Program

ACLS Digital Innovation Fellowships, 2013

Project

CSI Dixie: Race, the Body Politic, and the View from the South's County Coroners' Offices, 1840-1880

Department

History

Abstract

"CSI Dixie" digitizes, transcribes, indexes and makes available and searchable via the web the extant coroners' reports for four South Carolina counties (Anderson, Edgefield, Kershaw, and Spartanburg) for the years 1840-1880. This project is intended as the beginning of a much larger effort to create an online repository of records that will help historians study the medical and health histories of the American enslaved population. Access to previously unavailable health data provides a variety of scholars - sociologists, psychologists, criminologists, historians of race, children, poverty, gender, the body, and the family - a new lens for investigating a critical and turbulent period in the American South.

Program

ACLS Digital Extension Grants, 2017

Project

Big, Bad Data and the Birth of Death As We Know It: How Our Mortality Became Disciplined to Science, the State, and Actuarial Tables

Department

History

Abstract

The public health system of the early United States struggled not just with medical problems—adopting a germ theory of disease, for instance—but with logistical, statistical, and conceptual problems in learning how to aggregate, analyze, and visualize good data.
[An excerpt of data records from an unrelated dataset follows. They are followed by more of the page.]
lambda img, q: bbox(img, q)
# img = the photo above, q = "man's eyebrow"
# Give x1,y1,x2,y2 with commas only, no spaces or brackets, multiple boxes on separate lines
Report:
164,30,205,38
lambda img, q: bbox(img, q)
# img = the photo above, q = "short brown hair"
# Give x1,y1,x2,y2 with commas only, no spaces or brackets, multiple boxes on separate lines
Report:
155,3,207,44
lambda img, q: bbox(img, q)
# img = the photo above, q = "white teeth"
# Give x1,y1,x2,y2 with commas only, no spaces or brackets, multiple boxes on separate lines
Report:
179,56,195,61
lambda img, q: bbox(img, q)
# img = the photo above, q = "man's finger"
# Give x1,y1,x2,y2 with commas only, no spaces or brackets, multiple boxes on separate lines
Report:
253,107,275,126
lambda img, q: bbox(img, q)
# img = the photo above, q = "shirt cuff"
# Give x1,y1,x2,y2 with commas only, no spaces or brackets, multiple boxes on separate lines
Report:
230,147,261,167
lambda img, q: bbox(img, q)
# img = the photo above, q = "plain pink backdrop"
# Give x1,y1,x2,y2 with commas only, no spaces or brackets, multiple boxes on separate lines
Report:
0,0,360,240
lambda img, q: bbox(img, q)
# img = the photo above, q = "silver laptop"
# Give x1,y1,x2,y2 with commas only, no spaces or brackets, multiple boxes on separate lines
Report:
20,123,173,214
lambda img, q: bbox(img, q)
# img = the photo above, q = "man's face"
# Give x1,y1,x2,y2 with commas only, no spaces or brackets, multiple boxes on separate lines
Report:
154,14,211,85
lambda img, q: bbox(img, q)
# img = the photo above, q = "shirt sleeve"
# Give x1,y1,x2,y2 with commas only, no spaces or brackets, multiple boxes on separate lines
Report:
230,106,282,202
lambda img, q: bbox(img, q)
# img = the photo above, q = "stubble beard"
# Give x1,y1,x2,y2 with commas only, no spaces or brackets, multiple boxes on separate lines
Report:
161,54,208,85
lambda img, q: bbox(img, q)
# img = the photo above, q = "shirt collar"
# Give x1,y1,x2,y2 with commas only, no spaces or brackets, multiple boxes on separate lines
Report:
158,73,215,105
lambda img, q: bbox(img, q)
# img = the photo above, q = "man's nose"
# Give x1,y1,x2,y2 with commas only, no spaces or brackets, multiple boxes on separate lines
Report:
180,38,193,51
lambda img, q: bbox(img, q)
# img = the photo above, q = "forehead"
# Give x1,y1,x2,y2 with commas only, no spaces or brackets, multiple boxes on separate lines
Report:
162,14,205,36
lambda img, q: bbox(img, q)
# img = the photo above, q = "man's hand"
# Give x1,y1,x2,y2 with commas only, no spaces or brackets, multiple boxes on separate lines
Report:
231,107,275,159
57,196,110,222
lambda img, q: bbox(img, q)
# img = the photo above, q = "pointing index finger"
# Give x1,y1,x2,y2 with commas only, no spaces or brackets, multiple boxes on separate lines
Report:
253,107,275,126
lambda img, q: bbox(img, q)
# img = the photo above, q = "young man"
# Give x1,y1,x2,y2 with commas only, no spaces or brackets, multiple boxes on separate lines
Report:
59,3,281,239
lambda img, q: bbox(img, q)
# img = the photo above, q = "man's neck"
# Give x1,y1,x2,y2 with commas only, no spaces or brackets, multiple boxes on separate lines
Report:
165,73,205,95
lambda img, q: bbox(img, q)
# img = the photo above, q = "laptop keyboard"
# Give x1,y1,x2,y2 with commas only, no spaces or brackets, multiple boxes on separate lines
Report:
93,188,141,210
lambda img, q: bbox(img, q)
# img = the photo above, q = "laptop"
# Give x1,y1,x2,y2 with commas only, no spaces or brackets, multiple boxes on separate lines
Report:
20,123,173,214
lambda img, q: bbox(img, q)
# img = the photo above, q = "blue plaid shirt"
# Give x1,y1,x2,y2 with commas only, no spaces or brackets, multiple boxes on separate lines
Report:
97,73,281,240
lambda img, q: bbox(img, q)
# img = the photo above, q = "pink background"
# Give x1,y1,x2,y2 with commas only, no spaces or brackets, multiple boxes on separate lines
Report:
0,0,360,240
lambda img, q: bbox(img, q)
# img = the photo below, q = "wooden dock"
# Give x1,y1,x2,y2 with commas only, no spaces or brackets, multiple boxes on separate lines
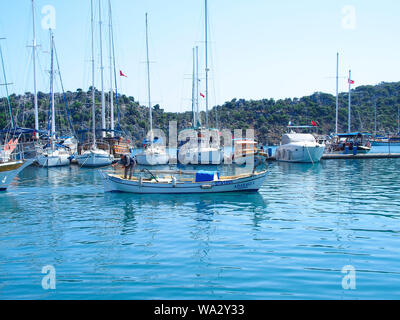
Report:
266,153,400,161
322,153,400,160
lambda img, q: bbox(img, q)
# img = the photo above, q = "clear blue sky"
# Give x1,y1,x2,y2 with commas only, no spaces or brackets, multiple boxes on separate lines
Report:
0,0,400,111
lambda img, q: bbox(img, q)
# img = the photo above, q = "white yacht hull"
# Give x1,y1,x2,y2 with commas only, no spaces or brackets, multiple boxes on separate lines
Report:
275,144,325,163
36,153,70,168
178,149,224,165
76,152,114,167
99,171,268,194
136,152,169,166
0,160,33,191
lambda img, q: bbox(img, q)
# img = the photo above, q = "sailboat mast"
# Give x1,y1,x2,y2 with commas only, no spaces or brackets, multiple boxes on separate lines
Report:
0,38,15,129
32,0,39,139
146,13,153,145
374,99,376,137
205,0,210,129
99,0,106,138
336,53,339,134
196,46,201,127
108,0,114,137
347,70,351,133
192,48,196,128
91,0,96,148
50,29,56,151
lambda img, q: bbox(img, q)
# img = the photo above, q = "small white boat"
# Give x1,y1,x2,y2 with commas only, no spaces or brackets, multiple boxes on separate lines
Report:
36,148,71,168
99,170,268,194
76,147,114,167
0,159,33,191
275,132,325,163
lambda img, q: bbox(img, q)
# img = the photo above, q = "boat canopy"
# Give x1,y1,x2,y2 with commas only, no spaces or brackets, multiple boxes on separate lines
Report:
282,133,315,144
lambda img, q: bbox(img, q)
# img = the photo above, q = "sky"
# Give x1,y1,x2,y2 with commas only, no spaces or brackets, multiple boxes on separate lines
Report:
0,0,400,112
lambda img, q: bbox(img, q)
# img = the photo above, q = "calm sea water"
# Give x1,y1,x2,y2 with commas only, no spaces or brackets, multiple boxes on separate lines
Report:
0,148,400,299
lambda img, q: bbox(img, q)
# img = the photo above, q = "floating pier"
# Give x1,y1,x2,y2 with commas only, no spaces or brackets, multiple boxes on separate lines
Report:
266,153,400,161
322,153,400,160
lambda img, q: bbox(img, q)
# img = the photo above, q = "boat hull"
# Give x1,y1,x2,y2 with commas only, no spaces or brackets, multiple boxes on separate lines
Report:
0,160,33,191
36,154,70,168
275,145,325,163
136,153,169,166
178,149,224,165
100,171,267,194
76,152,114,168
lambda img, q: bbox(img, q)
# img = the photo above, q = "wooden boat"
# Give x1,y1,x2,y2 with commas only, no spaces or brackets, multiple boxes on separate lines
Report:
99,169,268,194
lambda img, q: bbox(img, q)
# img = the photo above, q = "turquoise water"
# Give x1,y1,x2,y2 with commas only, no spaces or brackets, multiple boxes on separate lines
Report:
0,150,400,299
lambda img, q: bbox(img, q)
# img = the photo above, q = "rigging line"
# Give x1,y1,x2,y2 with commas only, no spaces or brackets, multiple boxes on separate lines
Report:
54,43,76,136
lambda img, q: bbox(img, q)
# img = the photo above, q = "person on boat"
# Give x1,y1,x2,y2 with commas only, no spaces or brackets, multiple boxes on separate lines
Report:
114,154,137,180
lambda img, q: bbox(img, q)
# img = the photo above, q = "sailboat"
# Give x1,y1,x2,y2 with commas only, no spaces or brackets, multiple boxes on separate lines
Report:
0,40,33,191
76,0,114,167
36,30,71,167
178,0,224,165
136,13,169,166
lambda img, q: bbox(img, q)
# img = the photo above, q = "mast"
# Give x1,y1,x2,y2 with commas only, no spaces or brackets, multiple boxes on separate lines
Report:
336,52,339,134
192,48,196,128
347,70,351,133
0,38,15,129
374,98,376,137
205,0,210,129
50,29,56,151
146,13,153,145
108,0,114,137
196,46,201,127
32,0,39,139
99,0,106,138
91,0,96,148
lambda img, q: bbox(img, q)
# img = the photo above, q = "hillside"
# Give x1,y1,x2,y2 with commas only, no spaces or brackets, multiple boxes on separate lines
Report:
0,82,400,143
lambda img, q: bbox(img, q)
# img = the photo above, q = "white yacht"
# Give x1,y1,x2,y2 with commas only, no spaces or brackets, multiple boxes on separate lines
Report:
76,144,114,167
275,131,325,163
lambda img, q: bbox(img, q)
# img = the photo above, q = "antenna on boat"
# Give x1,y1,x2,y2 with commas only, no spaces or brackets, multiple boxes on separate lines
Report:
0,38,15,129
99,0,106,138
146,12,153,145
91,0,96,149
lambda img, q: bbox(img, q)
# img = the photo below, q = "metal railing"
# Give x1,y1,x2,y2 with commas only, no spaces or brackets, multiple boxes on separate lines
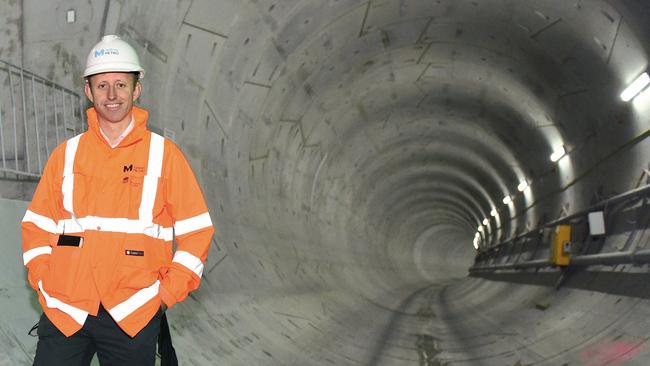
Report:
469,185,650,273
0,60,85,178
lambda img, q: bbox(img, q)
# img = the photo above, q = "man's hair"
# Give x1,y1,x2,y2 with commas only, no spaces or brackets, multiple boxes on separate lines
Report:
85,71,140,90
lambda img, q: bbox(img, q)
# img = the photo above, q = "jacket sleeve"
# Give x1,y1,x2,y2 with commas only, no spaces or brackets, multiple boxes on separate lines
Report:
21,145,64,290
160,141,214,307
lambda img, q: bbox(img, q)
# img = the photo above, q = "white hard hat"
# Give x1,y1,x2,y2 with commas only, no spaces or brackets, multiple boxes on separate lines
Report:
84,35,144,79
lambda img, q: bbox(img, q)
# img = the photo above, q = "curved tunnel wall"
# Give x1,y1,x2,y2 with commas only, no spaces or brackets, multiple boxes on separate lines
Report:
5,0,650,365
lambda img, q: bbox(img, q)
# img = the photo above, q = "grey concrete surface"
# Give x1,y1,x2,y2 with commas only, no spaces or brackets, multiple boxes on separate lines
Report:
0,0,650,366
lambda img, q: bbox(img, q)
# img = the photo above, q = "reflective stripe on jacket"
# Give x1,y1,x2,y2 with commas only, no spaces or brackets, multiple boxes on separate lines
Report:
22,107,214,336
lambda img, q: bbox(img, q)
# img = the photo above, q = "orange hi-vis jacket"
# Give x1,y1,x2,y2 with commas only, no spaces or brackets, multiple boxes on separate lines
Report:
22,107,214,337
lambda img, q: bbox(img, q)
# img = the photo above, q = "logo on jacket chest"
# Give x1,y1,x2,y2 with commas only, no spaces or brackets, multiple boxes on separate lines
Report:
122,164,144,173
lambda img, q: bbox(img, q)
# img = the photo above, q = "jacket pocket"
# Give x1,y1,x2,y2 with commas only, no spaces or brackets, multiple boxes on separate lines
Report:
118,235,158,289
44,235,83,297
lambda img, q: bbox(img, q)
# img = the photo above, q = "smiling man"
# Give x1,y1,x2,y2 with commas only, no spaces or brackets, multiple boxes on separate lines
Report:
22,35,214,366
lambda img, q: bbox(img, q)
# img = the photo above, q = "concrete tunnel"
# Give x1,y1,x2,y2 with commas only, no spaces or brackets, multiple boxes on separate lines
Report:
0,0,650,366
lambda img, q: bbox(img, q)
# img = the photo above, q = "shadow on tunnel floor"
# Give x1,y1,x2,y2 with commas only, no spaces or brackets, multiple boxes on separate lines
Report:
469,268,650,299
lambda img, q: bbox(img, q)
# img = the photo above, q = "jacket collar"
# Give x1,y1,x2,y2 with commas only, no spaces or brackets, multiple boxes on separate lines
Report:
86,106,149,148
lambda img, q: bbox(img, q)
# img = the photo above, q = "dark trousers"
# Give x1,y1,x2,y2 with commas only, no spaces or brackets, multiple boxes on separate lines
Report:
34,306,162,366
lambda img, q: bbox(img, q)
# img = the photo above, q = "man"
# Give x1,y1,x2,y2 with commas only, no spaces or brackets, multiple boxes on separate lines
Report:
22,35,214,366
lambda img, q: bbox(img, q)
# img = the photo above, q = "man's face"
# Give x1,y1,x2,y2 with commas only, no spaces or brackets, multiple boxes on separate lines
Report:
85,72,141,123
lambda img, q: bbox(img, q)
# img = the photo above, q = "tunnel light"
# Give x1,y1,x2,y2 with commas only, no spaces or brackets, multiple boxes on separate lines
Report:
503,195,512,205
65,9,75,24
551,145,566,163
517,179,528,192
621,72,650,102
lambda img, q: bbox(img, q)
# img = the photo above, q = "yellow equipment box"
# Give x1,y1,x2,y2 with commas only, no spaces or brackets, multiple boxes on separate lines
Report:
551,225,571,266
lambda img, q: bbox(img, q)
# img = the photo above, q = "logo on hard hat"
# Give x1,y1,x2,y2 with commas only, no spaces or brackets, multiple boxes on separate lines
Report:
95,48,120,57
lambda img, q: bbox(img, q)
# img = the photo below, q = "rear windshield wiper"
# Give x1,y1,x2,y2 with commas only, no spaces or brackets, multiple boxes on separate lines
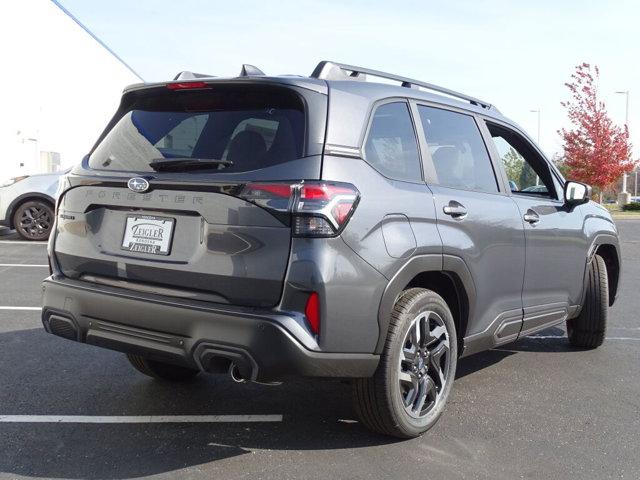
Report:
149,157,233,172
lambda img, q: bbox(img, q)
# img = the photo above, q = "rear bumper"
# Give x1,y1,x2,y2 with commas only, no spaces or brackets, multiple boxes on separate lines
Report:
42,277,379,381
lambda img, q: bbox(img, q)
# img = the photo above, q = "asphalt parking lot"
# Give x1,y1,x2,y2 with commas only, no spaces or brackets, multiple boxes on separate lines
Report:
0,220,640,480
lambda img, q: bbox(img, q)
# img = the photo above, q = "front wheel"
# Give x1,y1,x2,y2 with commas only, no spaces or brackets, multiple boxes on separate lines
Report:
127,353,200,382
13,200,54,240
354,288,458,438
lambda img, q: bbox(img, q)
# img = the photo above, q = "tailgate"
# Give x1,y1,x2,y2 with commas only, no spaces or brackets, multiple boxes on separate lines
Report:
55,186,291,307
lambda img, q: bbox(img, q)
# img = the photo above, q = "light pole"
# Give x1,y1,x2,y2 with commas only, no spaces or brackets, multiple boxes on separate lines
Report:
616,90,637,205
529,109,540,147
529,108,542,186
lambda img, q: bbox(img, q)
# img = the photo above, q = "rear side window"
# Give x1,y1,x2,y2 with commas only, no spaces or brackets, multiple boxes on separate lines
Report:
418,106,498,192
364,102,422,182
89,85,305,173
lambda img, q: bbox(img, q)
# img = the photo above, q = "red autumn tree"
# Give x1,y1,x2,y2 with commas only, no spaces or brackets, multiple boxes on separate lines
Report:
558,63,634,200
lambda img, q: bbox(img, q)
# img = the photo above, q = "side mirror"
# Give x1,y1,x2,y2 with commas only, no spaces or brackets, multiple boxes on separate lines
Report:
564,181,591,207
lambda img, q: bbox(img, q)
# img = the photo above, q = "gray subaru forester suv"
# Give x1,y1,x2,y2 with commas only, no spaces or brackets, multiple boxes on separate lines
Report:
42,62,620,437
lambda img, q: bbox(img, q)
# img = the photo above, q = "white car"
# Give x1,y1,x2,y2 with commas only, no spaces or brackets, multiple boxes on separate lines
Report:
0,171,66,240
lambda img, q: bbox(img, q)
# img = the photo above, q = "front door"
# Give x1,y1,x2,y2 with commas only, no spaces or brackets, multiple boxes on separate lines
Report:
487,122,588,335
417,105,525,353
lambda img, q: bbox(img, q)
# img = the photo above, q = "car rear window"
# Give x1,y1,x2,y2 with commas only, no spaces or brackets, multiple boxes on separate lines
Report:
89,85,305,173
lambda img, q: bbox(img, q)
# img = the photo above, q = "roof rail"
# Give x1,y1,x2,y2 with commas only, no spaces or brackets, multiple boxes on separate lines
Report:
311,60,491,109
173,70,213,80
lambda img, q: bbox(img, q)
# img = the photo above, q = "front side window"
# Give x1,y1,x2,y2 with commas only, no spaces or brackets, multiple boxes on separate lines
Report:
364,102,422,182
487,123,555,197
418,105,499,193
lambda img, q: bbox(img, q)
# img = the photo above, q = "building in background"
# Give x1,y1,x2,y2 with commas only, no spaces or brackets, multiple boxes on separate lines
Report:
0,0,142,180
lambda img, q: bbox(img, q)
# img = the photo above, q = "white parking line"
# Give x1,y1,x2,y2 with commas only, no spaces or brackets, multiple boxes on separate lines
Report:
0,306,42,311
0,263,49,268
0,415,282,423
0,240,47,245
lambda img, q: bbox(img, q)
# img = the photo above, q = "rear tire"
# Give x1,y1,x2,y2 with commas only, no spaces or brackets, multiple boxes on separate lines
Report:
13,200,54,241
353,288,458,438
567,255,609,349
127,354,200,382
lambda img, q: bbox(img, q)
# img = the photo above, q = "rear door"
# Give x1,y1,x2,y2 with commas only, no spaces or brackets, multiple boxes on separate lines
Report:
55,83,326,307
486,121,588,335
417,104,525,346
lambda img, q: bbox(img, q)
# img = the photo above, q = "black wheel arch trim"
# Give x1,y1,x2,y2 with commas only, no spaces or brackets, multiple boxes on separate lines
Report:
584,233,622,308
5,192,56,228
374,254,476,355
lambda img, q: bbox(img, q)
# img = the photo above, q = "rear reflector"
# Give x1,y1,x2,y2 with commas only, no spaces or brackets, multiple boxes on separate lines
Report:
167,82,209,90
240,181,360,237
304,292,320,335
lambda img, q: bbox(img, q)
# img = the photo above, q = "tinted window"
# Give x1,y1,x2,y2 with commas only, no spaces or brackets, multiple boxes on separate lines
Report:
364,102,422,182
89,86,305,172
487,124,555,197
418,106,498,192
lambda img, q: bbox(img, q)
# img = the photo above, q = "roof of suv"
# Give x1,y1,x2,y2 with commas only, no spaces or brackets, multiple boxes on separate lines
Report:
125,61,507,120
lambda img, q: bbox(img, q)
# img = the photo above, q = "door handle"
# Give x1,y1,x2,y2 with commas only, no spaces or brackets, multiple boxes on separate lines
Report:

Science, the state, and private industry fly relatively blind until they can “see at scale”; datafication turns out to be one of the least appreciated, and most important, planks in the bridge to modernity. A dramatic scaling up of a project funded by a Digital Innovation Fellowship from ACLS in 2013, “The Birth of Death As We Know It” collects and analyzes a variety of early public health records—coroners’ inquests, mortality censuses, and death certificates—to help lay bare the process by which our modern public health system was born.